He was 15 years old when he started carrying a gun instead of a pencil. He did not go to school, but he was schooled in the ways of war.
Anowar Mapandi, now 46, did not finish grade school. He had to flee to the mountains of Lanao del Norte province to hide.
In 2008, Mapandi, a brigade commander of the Bangsamoro Islamic Armed Forces, led more than a hundred fighters who attacked the towns of Kauswagan and Kolambogan.
At least 31 people, most of whom were civilians, died and several structures were razed to the ground.
Now, 12 years after the rebel attack, Mapandi’s only child, an 11-year-old boy, is dreaming of becoming a policeman.
“I am supporting him,” said the former rebel leader. “That is why I am happy of what our life is becoming now because of the [Bangsamoro Organic Law].”

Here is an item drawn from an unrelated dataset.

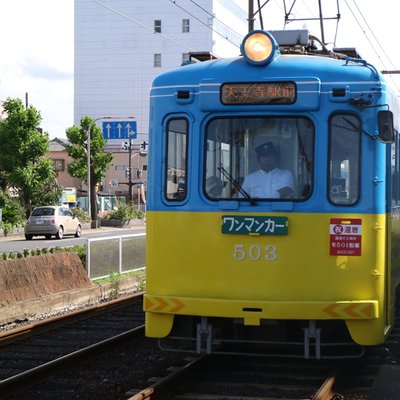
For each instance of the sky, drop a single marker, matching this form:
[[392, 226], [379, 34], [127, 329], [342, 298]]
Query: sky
[[37, 46]]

The Bangsamoro Organic Law, or the Organic Law for the Bangsamoro Autonomous Region in Muslim Mindanao, provides for the establishment of the autonomous political entity known as the Bangsamoro Autonomous Region.
The law is the result of a 2014 peace agreement between the Philippine government and the rebel Moro Islamic Liberation Front, which has been waging a war of independence for almost five decades.
Under the deal, the rebels have to cease the armed struggle in exchange for a free hand to govern their own autonomous region in the southern Philippines.
Hope for the future
On Nov. 2, Mapandi led his comrades and their families in a gathering in a former war zone, about 22 kilometers from the national highway in Lanao del Norte.
Instead of brandishing high-powered firearms, the men brought food for a picnic with their families.
Mapandi’s former commander in the 2008 attack arrived with sacks of rice from the Office of the Presidential Adviser on the Peace Process.
“I am here today with no firearms and no camouflage uniform because I am no longer an enemy of the government,” said Abdullah Macapaar, now a member of parliament of the Bangsamoro Autonomous Region in Muslim Mindanao.
“I am here today, not to wage war against the government but to bring projects and development for our area,” he said.
Macapaar, formerly known as Commander Bravo, announced that the former rebel stronghold, will now receive about US$1.7 million worth of projects.
The projects will support the “normalization program” under the peace deal as part of the government’s commitment to help spur economic activity in former rebel strongholds.
“Without peace, there is no development,” said Macapaar, as he called on his former fighters “to strongly unite against the enemy of peace.”
“I am still a warrior,” he said, “but now a warrior for peace.”
The gathering, facilitated by the faith-based civil society organization Pakigdait, Inc., aimed to serve as a “confidence-building measure” to strengthen relationships among former rebel leaders and the community.
“This activity aims for an inclusive, unified, and peaceful Camp Bilal,” said Pakigdait Director Abel Moya.
Bilal is an area in the border of the provinces of Lanao del Norte and Lanao del Sur where several rebel camps were located.
Col. Charliemagne Batayola, deputy commander of the Philippine Army’s 2nd Mechanized Infantry Brigade, said government troops are also visiting the area but not to wage war.
“We come here as your friends because we, the rebels and the military, both love peace and our communities,” Batayola addressed the crowd of about a thousand former rebels.
“I hope we can convince our brothers not to join them because peace is not only an interest of the Philippine Army but also of the [Moro Islamic Liberation Front] and the whole nation,” said the military official.
Mapandi said he is “happy” with his life now. “I can go down to the town proper without fear and without guns,” he said.
He said he does not want his son to follow his footsteps.
“I don’t want him to be like me. I want him to finish school and become a policeman like what he wanted to be,” said the former rebel leader.